Valued functions
Functions are black boxes and determining when two functions are equivalent is undecidable. That’s why:(= (fn [x] x) (fn [x] x))
is false (a clever compiler could sove this naive specific case but not all).
However from time to time I’d like functions constructed the same way be considered equals. For example (= (comp inc inc) (comp inc inc))
could be true and it wouldn’t necessitate a smart enough compiler or memoization.
It’s not without precedent: keywords, symbols, maps, sets and vectors are functions and also have value semantics: (= (hash-set 1) (hash-set 1))
is true!
In indexed-set I use maps whose values are functions, sometimes functions returned by higher-order functions and the user having no reference to the function returned by the hof can’t look it up in the map — if she calls the hof agin with the same arguments she gets another function which is not equal to the first one. This means that I should always let the user call the hof by herself and keep the result around. It may be ok for a low-level API but not for more user-friendly functions.
Helpfully, records have value semantics, can implement Java interfaces and do not already implement clojure.lang.IFn
and that’s what I have done:
(defrecord Op-By [key f init] clojure.lang.IFn (invoke [this m v] (let [k (key v)] (assoc m k (f (m k init) v))))) (defn- op-by [key f init] (Op-By. key f init))
instead of
(defn- op-by [key f init] (fn [m v]) (let [k (key v)] (assoc m k (f (m k init) v))))
I’m still not happy with that I’d like something more fluid (closer to fn, maybe built on reify but ideally a metadata flag on fn
e.g. (^:valued fn [m v] ...)
) ; I don’t think the type name is valueable, I’m on the fence concerning features I get for free from defrecord
(namely conj
, assoc
and dissoc
).
Hi Christophe,
interesting post. The question what a function is and where data ends and where code starts pops up in a couple of places. It reminded me of an issue I stumbled upon but never had the time to really dig into – how do you serialize and deserialize a sorted map/set that has a comparator?
Is a comparator just compiled code? Then it’s hard to (de)serialize.
Or should you store the source “AST” alongside the function as data (not that big an issue in a LISP)? Then you could (de)serialize it, and you could also compare those functions easily – what your post above is actually about.
Sometimes compilation feels a bit like ‘premature optimization’…
Otoh there’d probably be a lot of issues to tackle, like what subset of clojure would you allow for these functions (at least if you serialize and perhaps store the function source code, you wouldn’t want to allow a lot, think of different clojure versions with different sets of functions etc), although maybe that’s not an issue if you do everything in-process, rather than serializing out and deserializing back into another process.
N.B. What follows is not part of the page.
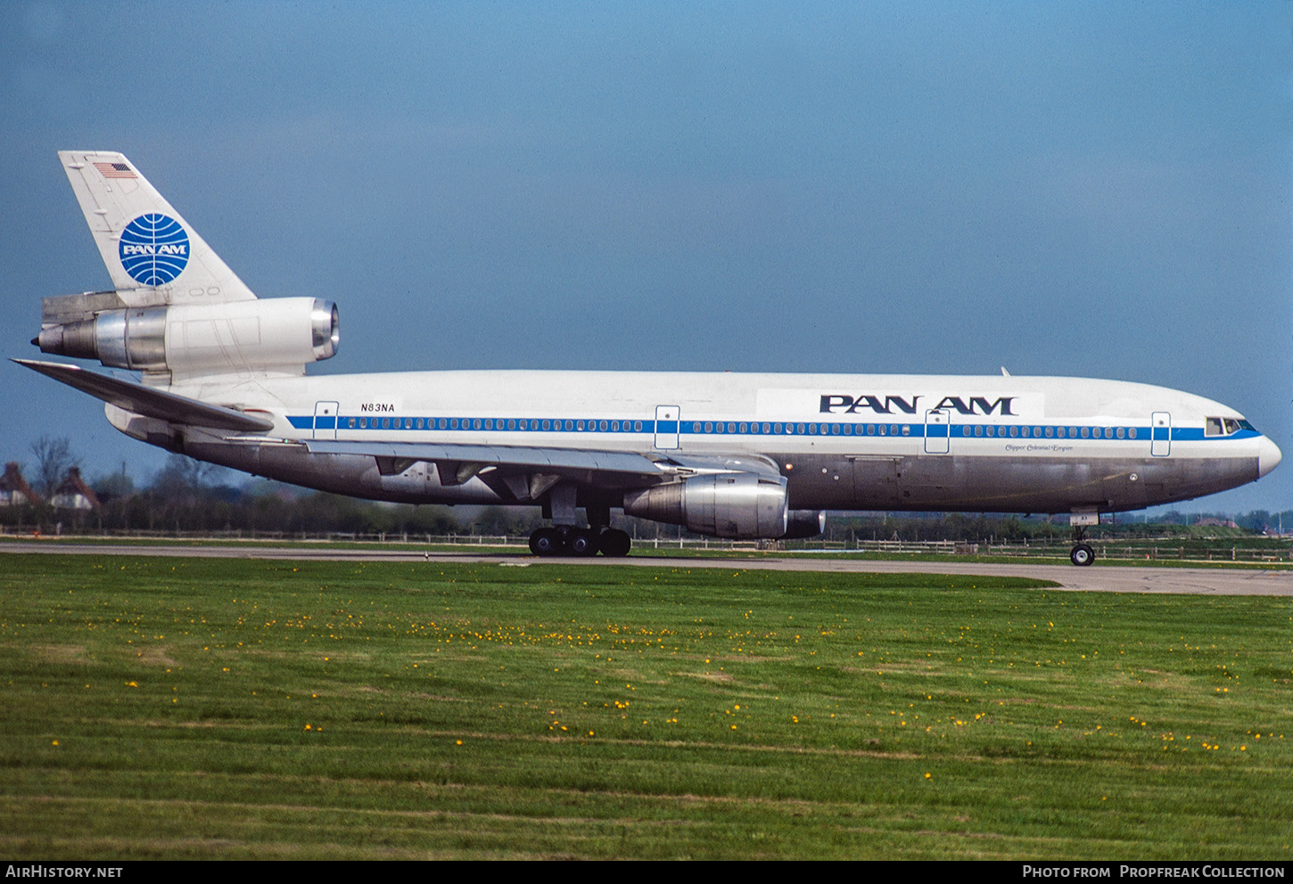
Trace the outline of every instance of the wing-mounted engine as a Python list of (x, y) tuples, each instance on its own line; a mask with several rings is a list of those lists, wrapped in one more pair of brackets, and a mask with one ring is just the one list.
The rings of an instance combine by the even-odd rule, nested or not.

Another issue would be people passing in closures – can you ensure that doesn’t happen? Or maybe that’s actually not that hard, like running (eval) on the function with some dummy data and see what happens…
P.S. Minor issue, but there seems to be an HTML escaping issue with “emdash” in your post.
Hi Eugen,
While writing this post I was only thinking “in-process”, serialization was out of scope.
To me, the problem with generalized serialization as a *data* serialization mechanism is to know when to stop to not serialize half the environment and to understand what are the requirements you implicitly put on the consumer.
I think serialization is a complex term which covers multiple distinct needs. I tend to have a polarized view on it:
* either you want to serialize data for consumption by another application (including a future new version of the original application or the same application in a different environement etc.) in which case I lean towards a greatest common subset which is easy to map to json, sql tables or XML. Sorted collection for example have no place in it. The consuming application has to know, as part of the format, this — the knowledge can be a library.
* either you want to checkpoint the whole application state and external os-level tools are a better fit for that.
PS: fixed, thanks.
In addition to all specified above, I can think of many uses of keeping the ‘non compiled’ version of a function.
As one example, it can be very useful to be able to query a function for its closure, understanding in run time all the inputs affect its output.
I would find it useful when implementing memoization strategies that depend on a function, its inputs, and its closure. Today I confine myself to memoizing closureless functions only which is usually ok, but some cases really would benefit from partially binding the first arguments of a function.
for example:
(let [a 5
b 5
fa (partial + a)
fb (partial + b)
c (fa 7)
d (fb 7)]
(= c d))
fa and fb are equal, but there is no runtime mechanism that gives you the tools to start trying to understand that.